I just noted a comment on an older post of mine accusing me, somewhat ungrammatically, of being a Republican and therefore an idiot. I find this sort of thing hilarious, because I’m not a Republican. In fact, I find myself wondering what definition of Republican people like that have in mind that they consider me to be one.

Is it party affiliation? I’m registered Democratic.

Is it who I plan to vote for in the election? Not John McCain, that’s for damn sure.

Is it which party I support financially? I don’t give a dime to the Republicans.

Is it supporting the campaign in Iraq? I think Bush has thoroughly botched it.

Is it being a religious nut? I’m a secularist.

My guess is that to people like this commenter, “Republican” simply means “Doesn’t agree with the left on everything.” If so, well, I’m guilty of that, but I prefer a different term to describe that — sane.

2 Responses to “Republican? Moi?”
  1. beety eyes says:

    Non conservatives usually don’t join bandwagon causes. The volunteers at women’s shelters don’t volunteer because they are leftists -the volunteer because they are moved by the cause. They don’t define themselves as “leftists” and then go do something. A critique of the right is that they have causes bundled under what it means to be rightwing. Just sitdown and watch Bill O’reilly for a spell and you will know what I mean. “Oh you don’t believe such ‘n such” -he may say, “then you are a socialist”. You see in the right’s view -if you don’t swallow everything that they are selling then you must be with the others.

    And this is my critique of what you just said in your last sentence. The right wing view that there are exactly two sides to everything -it’s a false dichotomy.
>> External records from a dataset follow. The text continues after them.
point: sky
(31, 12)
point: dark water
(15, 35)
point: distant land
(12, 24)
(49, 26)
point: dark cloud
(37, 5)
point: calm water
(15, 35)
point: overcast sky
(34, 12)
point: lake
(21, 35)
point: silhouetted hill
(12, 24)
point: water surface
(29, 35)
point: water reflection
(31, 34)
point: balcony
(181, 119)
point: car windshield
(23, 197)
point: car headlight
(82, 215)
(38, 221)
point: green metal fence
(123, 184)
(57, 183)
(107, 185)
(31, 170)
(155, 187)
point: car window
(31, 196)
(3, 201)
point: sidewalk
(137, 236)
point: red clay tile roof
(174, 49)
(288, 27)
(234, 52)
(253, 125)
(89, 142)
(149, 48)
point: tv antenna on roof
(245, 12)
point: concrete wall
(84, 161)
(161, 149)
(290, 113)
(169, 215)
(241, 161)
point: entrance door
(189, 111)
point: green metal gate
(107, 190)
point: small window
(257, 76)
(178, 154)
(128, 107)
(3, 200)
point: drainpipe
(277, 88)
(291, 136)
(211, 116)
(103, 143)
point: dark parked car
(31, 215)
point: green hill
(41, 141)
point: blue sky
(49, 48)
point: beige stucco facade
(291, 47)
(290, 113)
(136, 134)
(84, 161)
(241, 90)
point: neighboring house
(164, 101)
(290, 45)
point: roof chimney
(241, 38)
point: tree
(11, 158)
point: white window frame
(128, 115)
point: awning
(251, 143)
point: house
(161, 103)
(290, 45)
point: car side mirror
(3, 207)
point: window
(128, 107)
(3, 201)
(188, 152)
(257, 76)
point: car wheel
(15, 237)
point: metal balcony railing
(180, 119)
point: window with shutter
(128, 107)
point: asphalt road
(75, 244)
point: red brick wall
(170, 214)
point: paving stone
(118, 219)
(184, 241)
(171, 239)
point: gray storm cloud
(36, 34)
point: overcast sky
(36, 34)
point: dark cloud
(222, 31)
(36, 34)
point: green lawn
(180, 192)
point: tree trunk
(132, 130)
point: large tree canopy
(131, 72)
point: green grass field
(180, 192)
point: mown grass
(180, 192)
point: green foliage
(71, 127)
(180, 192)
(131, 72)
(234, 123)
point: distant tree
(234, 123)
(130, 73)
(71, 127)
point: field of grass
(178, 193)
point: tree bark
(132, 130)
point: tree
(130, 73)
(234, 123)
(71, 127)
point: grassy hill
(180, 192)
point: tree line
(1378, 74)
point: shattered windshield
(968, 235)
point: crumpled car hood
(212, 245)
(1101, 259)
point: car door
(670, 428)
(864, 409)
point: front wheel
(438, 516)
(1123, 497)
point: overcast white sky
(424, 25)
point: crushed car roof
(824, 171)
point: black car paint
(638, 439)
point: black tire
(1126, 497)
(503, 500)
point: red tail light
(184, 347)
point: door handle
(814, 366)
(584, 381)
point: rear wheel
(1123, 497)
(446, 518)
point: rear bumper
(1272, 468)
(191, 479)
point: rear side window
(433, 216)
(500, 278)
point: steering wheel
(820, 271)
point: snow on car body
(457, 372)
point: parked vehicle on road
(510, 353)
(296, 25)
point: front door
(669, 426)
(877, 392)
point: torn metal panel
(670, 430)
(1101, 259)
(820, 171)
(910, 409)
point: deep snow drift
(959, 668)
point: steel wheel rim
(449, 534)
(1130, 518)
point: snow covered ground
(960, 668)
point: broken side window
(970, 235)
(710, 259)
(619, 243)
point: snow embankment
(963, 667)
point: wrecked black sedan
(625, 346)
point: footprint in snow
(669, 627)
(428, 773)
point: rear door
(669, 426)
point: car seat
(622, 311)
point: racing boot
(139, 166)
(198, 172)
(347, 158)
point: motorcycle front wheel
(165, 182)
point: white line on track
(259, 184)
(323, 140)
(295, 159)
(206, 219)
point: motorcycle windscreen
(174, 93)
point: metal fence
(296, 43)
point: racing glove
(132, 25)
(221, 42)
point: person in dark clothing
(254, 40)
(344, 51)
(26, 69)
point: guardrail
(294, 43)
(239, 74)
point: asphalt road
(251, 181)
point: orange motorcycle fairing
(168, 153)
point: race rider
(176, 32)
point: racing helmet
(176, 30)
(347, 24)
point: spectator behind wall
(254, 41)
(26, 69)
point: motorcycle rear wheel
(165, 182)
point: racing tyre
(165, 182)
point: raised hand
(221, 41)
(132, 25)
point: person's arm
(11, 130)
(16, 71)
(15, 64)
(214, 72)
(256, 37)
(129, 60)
There is not one ubiquitous mass of leftist ideas -that any sane person can point to. They vary in many respects and are quite different -almost always. One should either agree with ideas or not based on their merit -not because it epitomizes some rationale.

    I think that is what you meant to say -anyways.

  2. Kyle Haight says:

    This comes back to the question of what it means to be a ‘leftist’ or a ‘rightist’. People support specific causes for reasons. Why is the volunteer at the woman’s shelter moved by that cause? What values do they hold that make them respond strongly to the plight of abused women, but not to some other cultural phenomenon? And do those values lead to being moved by common sets of specific causes? I’m pretty sure, for example, that people who are moved by ‘green’ causes are far more likely to also be moved by the cause of nationalized health care than people who are not moved by ‘green’ causes. There’s a correlation here, and it isn’t a coincidence. It isn’t that people start out by defining themselves as leftists and then pick causes. People hold values, which lead them to act in certain ways and support certain kinds of causes, and it is on the basis of those actions that they are classified as leftists.

    I should be clear that I do not consider the ‘right’ and the ‘left’ to be mutually exhaustive categories — there are people and viewpoints that don’t fit cleanly under either category. But there definitely is a distinctive and self-aware group of people with reasonably identifiable beliefs that can be classified as ‘the left’. They even talk about themselves in such terms. (Recently they seem to be calling themselves “progressives”, which I view as a total misnomer because their political views are fundamentally regressive, but I don’t want to be too digressive.) Classifying very broad cultural and political movements doesn’t usually mean identifying a single unifying idea that can be expressed in a single sentence; such movements are integrated by sets of mutually reinforcing ideas, only some of which may be held by any individual member of the movement.

    The “bundling” of causes under a broader umbrella is perfectly legitimate. Environmentalism does this sort of thing, tying together global warming, alternative energy, opposition to oil exploration and drilling, anti-pollution regulation, forest preservation, recycling and a host of other specific causes under a higher level concept. Ideas should be accepted based on their merit, yes — but they must also be integrated together, related to other ideas and assembled into an appropriate conceptual hierarchy. That’s part of what it means to take ideas seriously.

    And for the record I would sooner have bamboo shoots stuck underneath my fingernails than sit down and watch Bill O’Reilly. Everything I’ve heard about the man leads me to think he’s an ignorant, nativist populist blowhard. Hey, yet another reason I’m not a Republican!